How to Use Positional Encoding in PyTorch: Simple Guide

In PyTorch, positional encoding is used to add information about the position of tokens in a sequence, typically by creating a fixed or learnable tensor added to input embeddings. You can implement it by defining a positional encoding class that generates sinusoidal or learned embeddings and adds them to your input tensor before feeding it to the model.

📐

Syntax

Positional encoding in PyTorch usually involves creating a tensor that encodes position information and adding it to input embeddings. The common pattern is:

positional_encoding = PositionalEncoding(d_model, max_len): Initialize with embedding size and max sequence length.
output = input_embeddings + positional_encoding.pe[:, :input_length]: Add positional encoding to input embeddings.

This helps the model understand the order of tokens in sequences.

python

class PositionalEncoding(torch.nn.Module):
    def __init__(self, d_model, max_len=5000):
        super().__init__()
        pe = torch.zeros(max_len, d_model)
        position = torch.arange(0, max_len, dtype=torch.float).unsqueeze(1)
        div_term = torch.exp(torch.arange(0, d_model, 2).float() * (-torch.log(torch.tensor(10000.0)) / d_model))
        pe[:, 0::2] = torch.sin(position * div_term)
        pe[:, 1::2] = torch.cos(position * div_term)
        pe = pe.unsqueeze(0)  # Shape: (1, max_len, d_model)
        self.register_buffer('pe', pe)

    def forward(self, x):
        x = x + self.pe[:, :x.size(1)]
        return x

💻

Example

This example shows how to create positional encoding and add it to a batch of input embeddings with PyTorch.

python

import torch

class PositionalEncoding(torch.nn.Module):
    def __init__(self, d_model, max_len=5000):
        super().__init__()
        pe = torch.zeros(max_len, d_model)
        position = torch.arange(0, max_len, dtype=torch.float).unsqueeze(1)
        div_term = torch.exp(torch.arange(0, d_model, 2).float() * (-torch.log(torch.tensor(10000.0)) / d_model))
        pe[:, 0::2] = torch.sin(position * div_term)
        pe[:, 1::2] = torch.cos(position * div_term)
        pe = pe.unsqueeze(0)  # Shape: (1, max_len, d_model)
        self.register_buffer('pe', pe)

    def forward(self, x):
        x = x + self.pe[:, :x.size(1)]
        return x

# Parameters
batch_size = 2
seq_len = 4
d_model = 6

# Random input embeddings
input_embeddings = torch.randn(batch_size, seq_len, d_model)

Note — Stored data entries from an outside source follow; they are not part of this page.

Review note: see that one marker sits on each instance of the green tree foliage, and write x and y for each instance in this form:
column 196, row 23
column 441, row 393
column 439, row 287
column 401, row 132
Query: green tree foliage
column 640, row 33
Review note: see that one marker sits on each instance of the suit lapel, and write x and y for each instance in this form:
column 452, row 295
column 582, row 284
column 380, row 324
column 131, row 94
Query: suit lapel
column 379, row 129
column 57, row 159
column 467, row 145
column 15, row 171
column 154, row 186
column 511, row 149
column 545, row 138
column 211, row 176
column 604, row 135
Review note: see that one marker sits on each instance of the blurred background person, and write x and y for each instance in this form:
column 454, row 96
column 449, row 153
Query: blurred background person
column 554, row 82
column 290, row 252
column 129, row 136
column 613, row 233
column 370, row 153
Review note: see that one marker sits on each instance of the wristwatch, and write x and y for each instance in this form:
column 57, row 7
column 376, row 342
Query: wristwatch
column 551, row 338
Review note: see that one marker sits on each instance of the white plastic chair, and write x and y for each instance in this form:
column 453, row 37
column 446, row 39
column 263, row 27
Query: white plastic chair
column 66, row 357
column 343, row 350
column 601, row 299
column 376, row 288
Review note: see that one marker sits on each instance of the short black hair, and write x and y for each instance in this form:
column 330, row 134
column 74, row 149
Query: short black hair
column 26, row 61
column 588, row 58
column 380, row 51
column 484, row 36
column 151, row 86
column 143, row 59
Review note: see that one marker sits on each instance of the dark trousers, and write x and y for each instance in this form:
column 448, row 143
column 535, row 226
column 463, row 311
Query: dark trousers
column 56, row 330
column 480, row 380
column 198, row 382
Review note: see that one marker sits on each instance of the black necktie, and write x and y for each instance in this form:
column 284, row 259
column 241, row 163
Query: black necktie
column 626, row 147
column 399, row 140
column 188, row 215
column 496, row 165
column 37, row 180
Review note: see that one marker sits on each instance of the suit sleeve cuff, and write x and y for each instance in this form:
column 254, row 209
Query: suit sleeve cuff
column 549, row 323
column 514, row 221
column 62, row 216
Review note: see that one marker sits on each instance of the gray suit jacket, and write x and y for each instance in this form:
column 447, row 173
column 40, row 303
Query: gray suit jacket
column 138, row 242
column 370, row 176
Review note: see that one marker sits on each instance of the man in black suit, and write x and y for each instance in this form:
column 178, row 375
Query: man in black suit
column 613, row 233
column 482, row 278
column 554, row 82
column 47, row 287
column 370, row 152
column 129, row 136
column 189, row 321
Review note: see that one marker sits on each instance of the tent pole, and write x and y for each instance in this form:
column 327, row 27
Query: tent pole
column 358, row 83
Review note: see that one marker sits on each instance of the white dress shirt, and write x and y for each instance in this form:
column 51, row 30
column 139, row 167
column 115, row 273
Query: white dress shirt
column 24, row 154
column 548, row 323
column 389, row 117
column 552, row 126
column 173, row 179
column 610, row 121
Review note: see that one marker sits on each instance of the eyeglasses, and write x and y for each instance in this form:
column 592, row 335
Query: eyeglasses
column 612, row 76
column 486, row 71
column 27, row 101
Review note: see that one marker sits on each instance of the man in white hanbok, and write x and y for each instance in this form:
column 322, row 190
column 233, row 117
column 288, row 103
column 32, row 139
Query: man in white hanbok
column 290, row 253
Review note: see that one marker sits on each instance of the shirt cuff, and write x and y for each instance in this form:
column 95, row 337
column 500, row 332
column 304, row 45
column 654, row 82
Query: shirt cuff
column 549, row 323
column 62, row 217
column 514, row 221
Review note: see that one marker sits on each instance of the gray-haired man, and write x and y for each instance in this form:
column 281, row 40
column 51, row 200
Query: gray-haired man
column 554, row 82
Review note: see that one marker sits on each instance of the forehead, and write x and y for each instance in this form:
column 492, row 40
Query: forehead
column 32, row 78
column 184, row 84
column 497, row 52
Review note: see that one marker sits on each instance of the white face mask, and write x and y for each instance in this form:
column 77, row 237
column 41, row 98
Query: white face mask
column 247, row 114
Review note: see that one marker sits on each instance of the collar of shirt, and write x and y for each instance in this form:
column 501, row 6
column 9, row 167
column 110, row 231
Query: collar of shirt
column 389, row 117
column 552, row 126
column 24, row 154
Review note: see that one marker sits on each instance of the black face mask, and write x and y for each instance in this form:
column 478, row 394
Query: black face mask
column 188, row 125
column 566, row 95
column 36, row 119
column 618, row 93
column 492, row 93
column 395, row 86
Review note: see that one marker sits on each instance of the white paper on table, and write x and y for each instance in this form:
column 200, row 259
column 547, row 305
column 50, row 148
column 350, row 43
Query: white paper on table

# Create positional encoding
pos_encoder = PositionalEncoding(d_model)

# Add positional encoding to input embeddings
output = pos_encoder(input_embeddings)

print("Input embeddings shape:", input_embeddings.shape)
print("Output embeddings shape:", output.shape)
print("Output embeddings sample:", output[0, 0])

Output

Input embeddings shape: torch.Size([2, 4, 6]) Output embeddings shape: torch.Size([2, 4, 6]) Output embeddings sample: tensor([-0.0953, 0.1537, 0.3127, -0.0903, 0.0737, 0.0953])

⚠️

Common Pitfalls

Not matching embedding size: The positional encoding dimension d_model must match the input embedding size.
Ignoring batch dimension: Positional encoding should be broadcasted correctly to match batch size.
Using fixed max length too small: If your sequence length exceeds max_len, positional encoding will fail or truncate.
Adding positional encoding multiple times: Add it only once before feeding to the model.

python

import torch

# Wrong: positional encoding dimension mismatch
try:
    pos_encoder_wrong = PositionalEncoding(d_model=8)  # d_model != input embedding size 6
    output_wrong = pos_encoder_wrong(torch.randn(2, 4, 6))
except Exception as e:
    print(f"Error due to dimension mismatch: {e}")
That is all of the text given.